Extraits (les IO de 1945 reprennent des passages des IO de 1923 ou 1938) :

      "Les programmes de 1923 ont estimé que les élèves, après les trois premières années de scolarité, c'est-à-dire dès le début de la première année du cours moyen, doivent posséder complètement le mécanisme de la lecture. Ces vues exprimaient plutôt un idéal que la réalité. Des constatations faites dans de nombreuses écoles, il résulte que la “lecture courante” n'est pas encore complètement acquise à dix ans par la moyenne des élèves. Tant que les enfants en seront encore à la lecture hésitante, obligés de consacrer un certain effort d'attention au déchiffrage des mots et des syllabes, la lecture ne pourra pas être utilisée efficacement pour l'étude de la langue. Les maîtres estiment avec raison que les heures de lecture devraient être consacrées à lire et non à expliquer des mots ou des tournures." (IO de 1938) Page 3.

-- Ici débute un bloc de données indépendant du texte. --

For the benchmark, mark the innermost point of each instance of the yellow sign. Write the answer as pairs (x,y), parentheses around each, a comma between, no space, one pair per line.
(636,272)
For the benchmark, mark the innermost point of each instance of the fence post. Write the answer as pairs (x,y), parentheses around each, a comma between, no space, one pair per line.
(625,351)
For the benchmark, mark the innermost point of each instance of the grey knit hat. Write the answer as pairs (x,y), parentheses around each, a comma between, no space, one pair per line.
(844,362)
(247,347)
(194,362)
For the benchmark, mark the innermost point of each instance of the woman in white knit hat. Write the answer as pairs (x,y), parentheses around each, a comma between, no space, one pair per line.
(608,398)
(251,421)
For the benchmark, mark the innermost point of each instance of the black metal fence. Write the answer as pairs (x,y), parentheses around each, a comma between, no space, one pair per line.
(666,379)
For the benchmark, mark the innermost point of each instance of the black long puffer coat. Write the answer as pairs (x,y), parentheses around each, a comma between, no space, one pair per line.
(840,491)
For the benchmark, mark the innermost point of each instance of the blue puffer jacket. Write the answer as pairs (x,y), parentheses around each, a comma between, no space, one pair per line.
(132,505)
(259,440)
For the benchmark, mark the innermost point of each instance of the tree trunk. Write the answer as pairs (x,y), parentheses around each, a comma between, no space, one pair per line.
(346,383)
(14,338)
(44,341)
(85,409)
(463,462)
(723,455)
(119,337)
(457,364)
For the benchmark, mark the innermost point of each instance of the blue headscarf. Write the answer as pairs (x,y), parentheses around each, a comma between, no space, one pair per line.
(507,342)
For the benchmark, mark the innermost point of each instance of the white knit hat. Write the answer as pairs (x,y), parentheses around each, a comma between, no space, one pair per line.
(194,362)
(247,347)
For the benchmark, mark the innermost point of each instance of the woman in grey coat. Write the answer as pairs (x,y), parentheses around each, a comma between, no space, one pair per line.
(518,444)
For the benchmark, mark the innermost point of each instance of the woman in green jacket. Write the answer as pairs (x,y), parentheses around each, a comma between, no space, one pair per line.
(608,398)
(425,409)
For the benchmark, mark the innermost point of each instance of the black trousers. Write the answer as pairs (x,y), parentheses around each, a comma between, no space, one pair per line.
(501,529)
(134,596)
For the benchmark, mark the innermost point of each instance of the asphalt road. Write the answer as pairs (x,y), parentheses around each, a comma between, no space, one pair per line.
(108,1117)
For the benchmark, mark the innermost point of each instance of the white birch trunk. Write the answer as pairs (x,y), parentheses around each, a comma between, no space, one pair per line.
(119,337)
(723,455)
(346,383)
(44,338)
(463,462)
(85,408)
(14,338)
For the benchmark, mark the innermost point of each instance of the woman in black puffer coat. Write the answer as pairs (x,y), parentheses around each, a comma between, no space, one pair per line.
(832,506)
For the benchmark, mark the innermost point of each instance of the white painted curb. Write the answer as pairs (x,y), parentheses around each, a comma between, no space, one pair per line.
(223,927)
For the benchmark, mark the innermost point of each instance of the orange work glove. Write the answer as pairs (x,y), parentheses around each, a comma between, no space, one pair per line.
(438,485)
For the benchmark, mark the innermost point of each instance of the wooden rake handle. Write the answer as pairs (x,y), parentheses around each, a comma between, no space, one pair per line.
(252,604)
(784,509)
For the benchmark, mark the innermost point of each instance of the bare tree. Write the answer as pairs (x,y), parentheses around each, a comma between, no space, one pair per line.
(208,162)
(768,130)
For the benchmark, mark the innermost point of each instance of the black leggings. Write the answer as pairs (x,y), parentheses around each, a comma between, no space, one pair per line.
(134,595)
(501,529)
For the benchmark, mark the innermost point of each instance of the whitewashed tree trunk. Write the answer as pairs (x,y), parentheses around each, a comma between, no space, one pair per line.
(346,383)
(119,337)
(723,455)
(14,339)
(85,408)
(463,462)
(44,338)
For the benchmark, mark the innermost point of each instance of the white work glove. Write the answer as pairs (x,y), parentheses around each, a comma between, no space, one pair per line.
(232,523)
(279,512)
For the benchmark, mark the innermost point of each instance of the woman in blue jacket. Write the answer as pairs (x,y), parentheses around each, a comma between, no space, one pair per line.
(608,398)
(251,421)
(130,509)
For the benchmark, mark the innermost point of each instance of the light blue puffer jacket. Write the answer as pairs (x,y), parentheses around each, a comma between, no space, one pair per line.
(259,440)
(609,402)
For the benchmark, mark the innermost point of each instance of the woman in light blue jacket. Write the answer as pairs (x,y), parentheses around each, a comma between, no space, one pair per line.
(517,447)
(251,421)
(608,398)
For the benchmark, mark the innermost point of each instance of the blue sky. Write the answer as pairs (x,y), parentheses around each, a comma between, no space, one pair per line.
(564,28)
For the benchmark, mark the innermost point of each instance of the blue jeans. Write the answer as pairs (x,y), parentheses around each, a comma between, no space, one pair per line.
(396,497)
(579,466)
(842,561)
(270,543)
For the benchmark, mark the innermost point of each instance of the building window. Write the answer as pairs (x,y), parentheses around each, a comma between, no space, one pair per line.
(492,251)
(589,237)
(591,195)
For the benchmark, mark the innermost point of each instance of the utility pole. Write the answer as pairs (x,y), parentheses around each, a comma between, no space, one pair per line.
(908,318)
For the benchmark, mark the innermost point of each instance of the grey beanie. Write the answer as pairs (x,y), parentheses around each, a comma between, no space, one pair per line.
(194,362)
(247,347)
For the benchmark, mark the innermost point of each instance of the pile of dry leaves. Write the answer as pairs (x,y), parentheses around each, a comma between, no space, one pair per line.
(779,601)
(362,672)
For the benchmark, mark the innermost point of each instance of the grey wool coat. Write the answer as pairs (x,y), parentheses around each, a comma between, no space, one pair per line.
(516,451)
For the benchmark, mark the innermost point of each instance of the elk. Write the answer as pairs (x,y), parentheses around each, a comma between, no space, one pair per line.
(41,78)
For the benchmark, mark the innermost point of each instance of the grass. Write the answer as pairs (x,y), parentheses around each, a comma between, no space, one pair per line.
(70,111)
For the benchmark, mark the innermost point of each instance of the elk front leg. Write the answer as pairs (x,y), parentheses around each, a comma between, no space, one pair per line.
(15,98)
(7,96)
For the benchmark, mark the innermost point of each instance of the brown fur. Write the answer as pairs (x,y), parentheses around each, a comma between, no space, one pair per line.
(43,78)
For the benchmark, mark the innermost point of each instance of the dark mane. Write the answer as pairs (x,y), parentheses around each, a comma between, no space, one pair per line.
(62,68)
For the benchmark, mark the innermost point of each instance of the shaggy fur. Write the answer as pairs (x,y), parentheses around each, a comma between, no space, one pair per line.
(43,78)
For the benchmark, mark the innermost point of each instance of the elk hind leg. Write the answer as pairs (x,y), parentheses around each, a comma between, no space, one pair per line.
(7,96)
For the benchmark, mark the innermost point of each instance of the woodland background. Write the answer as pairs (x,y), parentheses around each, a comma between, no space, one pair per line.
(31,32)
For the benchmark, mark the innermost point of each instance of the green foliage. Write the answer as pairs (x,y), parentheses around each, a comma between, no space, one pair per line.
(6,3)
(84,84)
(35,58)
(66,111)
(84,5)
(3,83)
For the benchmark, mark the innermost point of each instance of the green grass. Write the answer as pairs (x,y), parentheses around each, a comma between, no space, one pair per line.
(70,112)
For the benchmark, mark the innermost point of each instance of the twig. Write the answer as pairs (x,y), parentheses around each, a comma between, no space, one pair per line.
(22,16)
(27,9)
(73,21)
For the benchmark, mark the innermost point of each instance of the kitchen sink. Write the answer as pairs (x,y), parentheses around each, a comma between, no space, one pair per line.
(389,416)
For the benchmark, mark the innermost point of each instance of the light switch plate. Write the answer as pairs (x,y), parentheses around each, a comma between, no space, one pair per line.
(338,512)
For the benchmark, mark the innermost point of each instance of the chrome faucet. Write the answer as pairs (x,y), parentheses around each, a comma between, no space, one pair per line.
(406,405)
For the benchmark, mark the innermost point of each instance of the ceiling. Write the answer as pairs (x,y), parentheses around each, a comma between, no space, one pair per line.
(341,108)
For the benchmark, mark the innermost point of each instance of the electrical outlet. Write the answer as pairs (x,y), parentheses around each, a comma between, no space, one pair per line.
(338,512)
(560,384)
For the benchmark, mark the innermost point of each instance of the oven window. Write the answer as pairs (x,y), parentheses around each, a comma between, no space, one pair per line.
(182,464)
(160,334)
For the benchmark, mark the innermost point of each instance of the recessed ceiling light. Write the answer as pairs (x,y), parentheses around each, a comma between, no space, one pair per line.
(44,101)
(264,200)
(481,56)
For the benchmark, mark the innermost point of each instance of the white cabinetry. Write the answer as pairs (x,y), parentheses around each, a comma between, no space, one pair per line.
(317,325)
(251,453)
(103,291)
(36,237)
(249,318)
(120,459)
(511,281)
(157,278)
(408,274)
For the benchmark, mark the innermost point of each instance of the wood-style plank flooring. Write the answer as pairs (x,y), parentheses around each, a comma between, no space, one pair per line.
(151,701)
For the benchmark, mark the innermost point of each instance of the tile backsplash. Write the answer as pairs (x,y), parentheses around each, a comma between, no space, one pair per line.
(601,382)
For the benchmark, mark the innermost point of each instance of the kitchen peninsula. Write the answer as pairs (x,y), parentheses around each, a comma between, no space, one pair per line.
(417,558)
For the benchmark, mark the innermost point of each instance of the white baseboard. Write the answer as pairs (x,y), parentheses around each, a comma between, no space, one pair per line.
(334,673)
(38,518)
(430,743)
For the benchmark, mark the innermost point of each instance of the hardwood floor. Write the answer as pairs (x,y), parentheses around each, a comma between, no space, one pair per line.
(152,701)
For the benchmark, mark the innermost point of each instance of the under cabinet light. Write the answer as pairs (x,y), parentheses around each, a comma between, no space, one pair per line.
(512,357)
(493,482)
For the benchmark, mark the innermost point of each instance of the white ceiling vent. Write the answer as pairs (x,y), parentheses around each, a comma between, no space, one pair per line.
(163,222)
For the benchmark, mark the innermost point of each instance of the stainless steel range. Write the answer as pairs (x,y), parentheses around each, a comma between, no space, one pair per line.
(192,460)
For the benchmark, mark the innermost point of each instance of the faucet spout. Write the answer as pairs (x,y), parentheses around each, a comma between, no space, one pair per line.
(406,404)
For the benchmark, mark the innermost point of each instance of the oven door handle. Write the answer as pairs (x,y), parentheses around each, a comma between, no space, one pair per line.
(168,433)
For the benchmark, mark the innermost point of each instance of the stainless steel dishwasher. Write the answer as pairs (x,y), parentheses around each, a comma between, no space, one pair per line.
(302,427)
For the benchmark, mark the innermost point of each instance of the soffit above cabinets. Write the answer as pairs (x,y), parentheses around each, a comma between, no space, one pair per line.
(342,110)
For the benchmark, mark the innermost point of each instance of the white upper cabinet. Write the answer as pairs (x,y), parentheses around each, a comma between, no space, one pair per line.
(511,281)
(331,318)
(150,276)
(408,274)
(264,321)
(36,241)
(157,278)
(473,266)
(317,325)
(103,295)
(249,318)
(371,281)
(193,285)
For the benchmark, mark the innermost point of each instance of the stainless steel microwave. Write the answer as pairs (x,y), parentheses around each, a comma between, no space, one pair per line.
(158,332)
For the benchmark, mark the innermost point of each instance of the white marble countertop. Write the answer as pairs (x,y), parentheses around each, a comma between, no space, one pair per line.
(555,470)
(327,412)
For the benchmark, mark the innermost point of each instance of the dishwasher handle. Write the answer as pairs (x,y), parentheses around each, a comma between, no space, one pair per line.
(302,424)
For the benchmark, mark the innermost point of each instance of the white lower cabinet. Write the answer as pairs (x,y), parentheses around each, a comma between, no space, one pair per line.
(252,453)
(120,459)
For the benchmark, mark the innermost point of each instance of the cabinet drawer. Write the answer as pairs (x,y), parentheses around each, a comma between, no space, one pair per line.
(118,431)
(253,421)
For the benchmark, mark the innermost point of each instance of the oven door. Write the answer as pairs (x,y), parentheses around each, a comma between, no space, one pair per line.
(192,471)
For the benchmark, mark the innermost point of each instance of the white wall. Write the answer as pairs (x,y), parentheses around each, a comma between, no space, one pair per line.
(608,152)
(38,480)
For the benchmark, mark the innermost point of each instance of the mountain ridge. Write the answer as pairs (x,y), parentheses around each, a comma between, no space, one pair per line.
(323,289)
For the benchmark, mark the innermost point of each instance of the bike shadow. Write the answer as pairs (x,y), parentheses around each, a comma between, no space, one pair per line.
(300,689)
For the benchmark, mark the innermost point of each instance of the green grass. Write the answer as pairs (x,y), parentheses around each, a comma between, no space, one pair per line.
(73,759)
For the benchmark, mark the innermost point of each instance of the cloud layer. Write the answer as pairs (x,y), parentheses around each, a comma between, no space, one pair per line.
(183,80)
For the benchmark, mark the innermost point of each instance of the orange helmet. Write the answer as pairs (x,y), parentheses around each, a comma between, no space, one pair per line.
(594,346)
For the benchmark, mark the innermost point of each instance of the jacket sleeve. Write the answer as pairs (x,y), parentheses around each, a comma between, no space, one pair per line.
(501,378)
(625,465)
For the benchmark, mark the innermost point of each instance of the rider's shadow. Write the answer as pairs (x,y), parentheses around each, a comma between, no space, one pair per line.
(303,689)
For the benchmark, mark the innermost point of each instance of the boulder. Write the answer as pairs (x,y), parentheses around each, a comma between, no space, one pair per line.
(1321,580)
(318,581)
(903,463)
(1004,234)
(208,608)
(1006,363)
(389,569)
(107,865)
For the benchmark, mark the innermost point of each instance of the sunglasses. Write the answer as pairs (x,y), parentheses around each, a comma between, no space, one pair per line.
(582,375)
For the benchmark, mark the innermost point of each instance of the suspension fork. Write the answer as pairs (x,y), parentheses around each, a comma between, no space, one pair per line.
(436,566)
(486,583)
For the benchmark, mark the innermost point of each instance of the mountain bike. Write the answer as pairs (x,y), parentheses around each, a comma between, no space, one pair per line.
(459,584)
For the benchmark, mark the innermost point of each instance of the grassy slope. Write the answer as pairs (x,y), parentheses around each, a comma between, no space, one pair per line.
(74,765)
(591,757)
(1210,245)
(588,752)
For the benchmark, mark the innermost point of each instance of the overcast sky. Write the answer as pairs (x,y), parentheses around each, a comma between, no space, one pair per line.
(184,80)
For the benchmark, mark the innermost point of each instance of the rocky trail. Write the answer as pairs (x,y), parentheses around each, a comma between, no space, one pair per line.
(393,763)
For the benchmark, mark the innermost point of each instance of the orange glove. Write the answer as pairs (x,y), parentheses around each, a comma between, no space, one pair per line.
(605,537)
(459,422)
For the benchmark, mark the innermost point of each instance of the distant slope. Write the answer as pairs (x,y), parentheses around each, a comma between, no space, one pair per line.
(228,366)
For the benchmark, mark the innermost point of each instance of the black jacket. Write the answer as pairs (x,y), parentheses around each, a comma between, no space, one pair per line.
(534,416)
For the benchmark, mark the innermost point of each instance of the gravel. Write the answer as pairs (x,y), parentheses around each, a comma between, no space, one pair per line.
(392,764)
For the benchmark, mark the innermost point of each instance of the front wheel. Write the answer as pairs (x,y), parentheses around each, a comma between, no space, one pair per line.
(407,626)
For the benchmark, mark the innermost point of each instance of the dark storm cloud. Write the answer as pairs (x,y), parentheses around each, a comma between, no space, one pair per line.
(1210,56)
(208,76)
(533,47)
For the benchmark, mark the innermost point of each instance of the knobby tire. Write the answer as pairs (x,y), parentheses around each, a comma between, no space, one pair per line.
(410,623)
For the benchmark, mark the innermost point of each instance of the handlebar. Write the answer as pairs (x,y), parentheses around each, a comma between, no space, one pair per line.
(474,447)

      "Souvent quelques remarques de grammaire ou de vocabulaire peuvent paraître indispensables; il vaut mieux qu'elles viennent après la lecture. D'ailleurs, s'il reste des mots dont le sens ne soit compris qu'en gros, on en prendra son parti : l'ignorance d'un ou plusieurs mots peut ne pas nuire à l'intérêt de l'ensemble, et il suffit de prévenir, par quelques très brèves indications, les contresens possibles. Certes, il n'y aura que des avantages à ce que l'un des trois ou quatre textes de prose lus chaque semaine, ou un paragraphe de l'un de ces textes, soit choisi pour servir ensuite à une leçon de vocabulaire ou de grammaire; mais jamais un exercice de vocabulaire ou un exercice de grammaire ne doit se greffer intempestivement sur la lecture ." Page 4.

      "A l'école primaire, jusqu'au certificat d'études, la tâche est d'enseigner la pratique exacte et sûre de la langue. Cette connaissance une fois acquise, l'étude de la langue française devient un enseignement de culture." (Page 8, IO de 1938)

      "Il est évident que, dans l'enseignement du premier degré, les fins sont toutes pratiques. Il S'agit moins d'acquérir des connaissances théoriques que de prendre des habitudes correctes. Toute notion que l'on enseigne doit engendrer chez l'enfant une aptitude pratique a exprimer sa propre pensée et à comprendre celle d'autrui.
      C'est dire que, dans l'enseignement du premier degré il y a une part inévitable de mécanisme qu'il faut avoir le courage de reconnaître, et à laquelle il faut, non pas se résigner, mais consacrer volontairement du temps, des efforts et de l'intelligence. Ce n'est pas que le maître doive s'interdire de donner à l'occasion quelques explications sur un fait de langue. Mais c'est à la condition de ne pas faire intervenir trop tôt la réflexion et l'érudition. Elles peuvent gêner l'application des habitudes et des réflexes.
      Il ne faut pas méconnaître non plus que la seule pratique correcte de la langue constitue déjà par elle-même une culture. Mais il y a plus. Si le maître, à l'école élémentaire, n'a immédiatement que des fins pratiques, l'ordre et l'esprit dans lesquels il enseigne peuvent être inspirés du souci de former et de fortifier l'intelligence.
      Par exemple, c'est par des signes extérieurs, les seuls que les enfants puissent reconnaître sûrement, que le maître, par nécessité pédagogique, définira les notions grammaticales; mais il peut choisir ces signes extérieurs et monter dans l'esprit des élèves les mécanismes corrects, de telle façon que la réflexion scientifique, quand elle pourra s'exercer, n'ait qu'à suivre l'ordre même du mécanisme pour, en quelque sorte, se retrouver elle-même. L'élève ignore pourquoi son maître a suivi telle ou telle méthode. Mais le maître qui, lui, a de la langue une connaissance réfléchie, dirige pourtant l'esprit des élèves par des voles préméditées, vers un but certain. Il recourt à certains « procédés mécaniques » : l'apparence seule en est mécanique; ils sont organisés selon un plan intelligent, et préparent d'avance la matière où, le moment venu, se déploiera la réflexion." (Page 9, IO de 1938)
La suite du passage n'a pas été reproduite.